Pour Christophe Volle, cofondateur de Bridge Real Estate : « Les investisseurs, confortés par des fondamentaux démographiques solides, par l’émergence de nouveaux besoins (mobilité, flexibilité, communauté de vie) et par un déficit d’offres adaptées, ont accéléré leurs investissements dans l’immobilier géré au cours des dernières années. C’est, pour eux, un
moyen de diversifier leur allocation d’actifs, de développer leurs investissements socialement responsables mais aussi de mettre en place une stratégie d’investissement globale en s’intéressant à l’ensemble du parcours résidentiel. L’immobilier résidentiel est engagé dans un cycle permettant de réinterpréter la façon avec laquelle nous occupons notre habitat et, par écho, la vision même de l’investissement évolue avec une volonté de couvrir l’ensemble des besoins et des usages avec un prisme générationnel. »
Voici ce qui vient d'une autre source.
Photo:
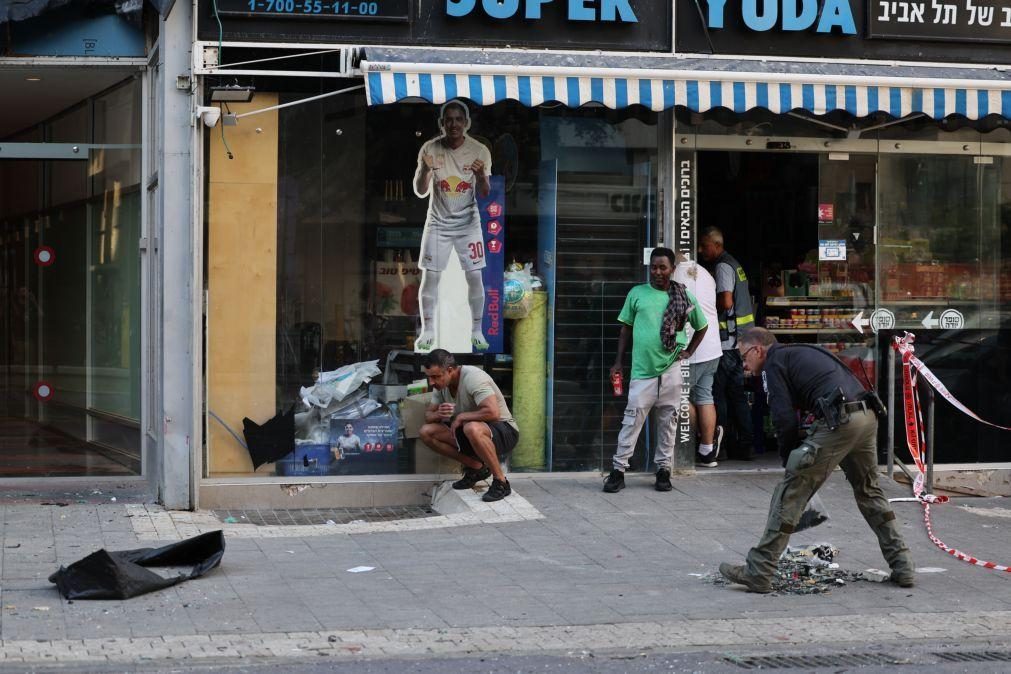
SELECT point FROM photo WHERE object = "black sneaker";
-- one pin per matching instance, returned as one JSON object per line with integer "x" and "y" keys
{"x": 498, "y": 490}
{"x": 903, "y": 578}
{"x": 615, "y": 482}
{"x": 472, "y": 476}
{"x": 663, "y": 480}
Concluons ce – rapide – panorama avec l’analyse encourageante de Grégory Frapet, le président du directoire de Primonial Reim, qui reste « confiant sur les perspectives pour le secteur immobilier et pour Primonial Reim en particulier, au regard des choix stratégiques que nous avons faits dès l’origine : un positionnement “core”, une gestion de conviction, une diversification sectorielle et européenne. Pour nous, l’un des enjeux principaux sera, une nouvelle fois, de privilégier des relations de grande proximité avec nos clients locataires en surveillant de près le recouvrement des loyers et en défendant les valeurs d’expertise par un asset management actif. Enfin, nous adaptons nos stratégies d’investissement, d’arbitrage et de gestion à la “nouvelle normalité” du monde d’après pour intégrer l’évolution des usages, l’offre de services au sein de notre patrimoine et la digitalisation ».
De ces témoignages, recueillis par les journalistes d’Immoweek, on tirera sans difficulté une conclusion : les acteurs des marchés, dans leurs différences, sont prêts à relever les défis, notamment dans le cadre du Grand Paris, toujours plus attractif. Et qui – soyons en sûrs – n’a pas dit son dernier mot.